The deal also gives New Jersey Muslims the opportunity to shape the NYPD’s first-ever policy guide governing the Intelligence Bureau’s activities, which will be posted publicly.

Reflecting on his six-year struggle for such gains, Hassan reflected: “I did not know the wheels of justice were this slow.”

Farhana Khera, the executive Director of Muslim Advocates, noted that Hassan had filed his case inside Newark’s Martin Luther King Courthouse.

“Today’s settlement sends a message to all police forces across the country: Simply being Muslim is not a basis for suspicion and cannot be a basis for surveillance,” she told reporters.

The lawsuit had been part of a flurry of litigation sparked by an Associated Press investigation in 2012, documenting the emergence of the department’s now-shuttered Demographics Unit in the wake of the Sept. 11 attacks.

The Pulitzer Prize-winning series revealed that the NYPD spied on at least 20 mosques, 14 restaurants, 11 retail stores, two grade schools and two Muslim Student Associations in New Jersey.

“This is what happened here under the guise of national security or ‘making us safe,’” said Hassan, who will receive $5,000 from today’s settlement.

W. Deen Shareef, whose Council of Imams in New Jersey will receive $22,500 in compensation, noted that the NYPD’s surveillance damaged the trust built with local communities.

“If we’re trying to enhance public safety, this is not the way to go about doing it,” Shareef noted.

The last lawsuit to settle, the New Jersey case turned a corner after the U.S. Court of Appeals for the Third Circuit skewered the NYPD’s dragnet as a new spin on old discrimination.

“We have been down similar roads before,” U.S. Circuit Judge Thomas Ambro wrote in 2015. “Jewish-Americans during the Red Scare, African-Americans during the Civil Rights Movement, and Japanese-Americans during World War II are examples that readily spring to mind. We are left to wonder why we cannot see with foresight what we see so clearly with hindsight—that ‘[l]oyalty is a matter of the heart and mind[,] not race, creed, or color.’”

No part of the settlement forces the NYPD to admit misconduct.

“Nothing contained in this stipulation shall be deemed to be an admission by defendant, or an adjudication, or finding on the merits of any of plaintiffs’ allegations, assertions, or claims made in this action, nor an admission by defendant that it has in any manner or way violated the rights of plaintiffs or the rights of any other person or entity,” it states.
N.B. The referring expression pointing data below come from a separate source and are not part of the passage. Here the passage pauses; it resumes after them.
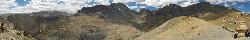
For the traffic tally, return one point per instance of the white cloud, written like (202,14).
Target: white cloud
(71,6)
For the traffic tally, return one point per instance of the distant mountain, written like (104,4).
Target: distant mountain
(117,22)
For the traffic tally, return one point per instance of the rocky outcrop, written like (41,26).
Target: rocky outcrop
(187,28)
(8,33)
(117,22)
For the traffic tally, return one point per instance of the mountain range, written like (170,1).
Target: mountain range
(201,21)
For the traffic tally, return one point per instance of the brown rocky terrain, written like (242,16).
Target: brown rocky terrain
(201,21)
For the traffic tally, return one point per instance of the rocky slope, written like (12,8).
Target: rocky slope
(187,28)
(117,22)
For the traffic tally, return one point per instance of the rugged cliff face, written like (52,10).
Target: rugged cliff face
(118,22)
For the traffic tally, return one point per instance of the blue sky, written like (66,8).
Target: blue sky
(242,6)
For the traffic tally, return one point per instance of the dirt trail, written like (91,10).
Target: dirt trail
(187,28)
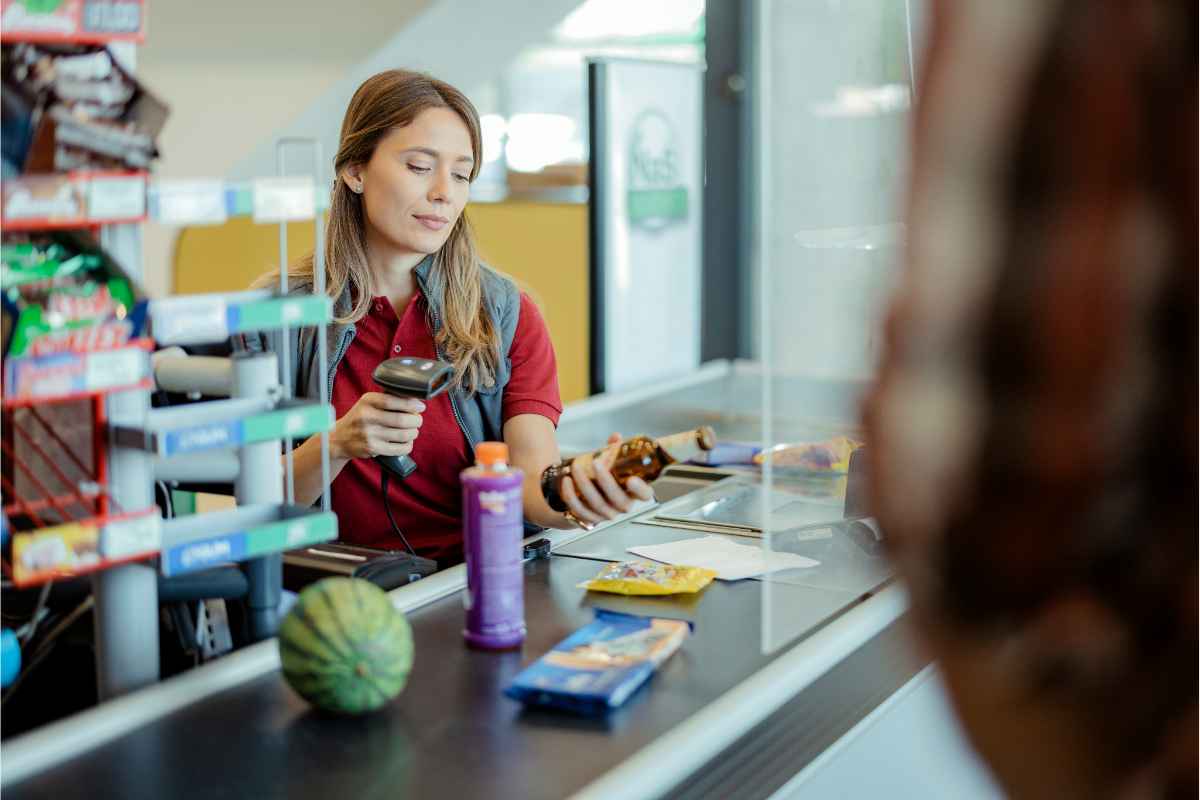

Drawing upon his military experience, however, Hassan quipped that the NYPD’s refusal to confirm or deny wrongdoing is as good as an acknowledgement.

“A police department’s failure to admit wrongdoing is akin to a congressman’s no comment,” he said. “You know he did it. He’s just not going to acknowledge it.”

Harder proof than that will be more difficult to come by in the wake of a recent ruling from New York’s highest court, which allows the NYPD to refuse to either confirm or deny the existence of records that they contend relate to counterterrorism investigations.

That freedom-of-information case was brought by Muslim men who sought documents on the department’s surveillance of their communities.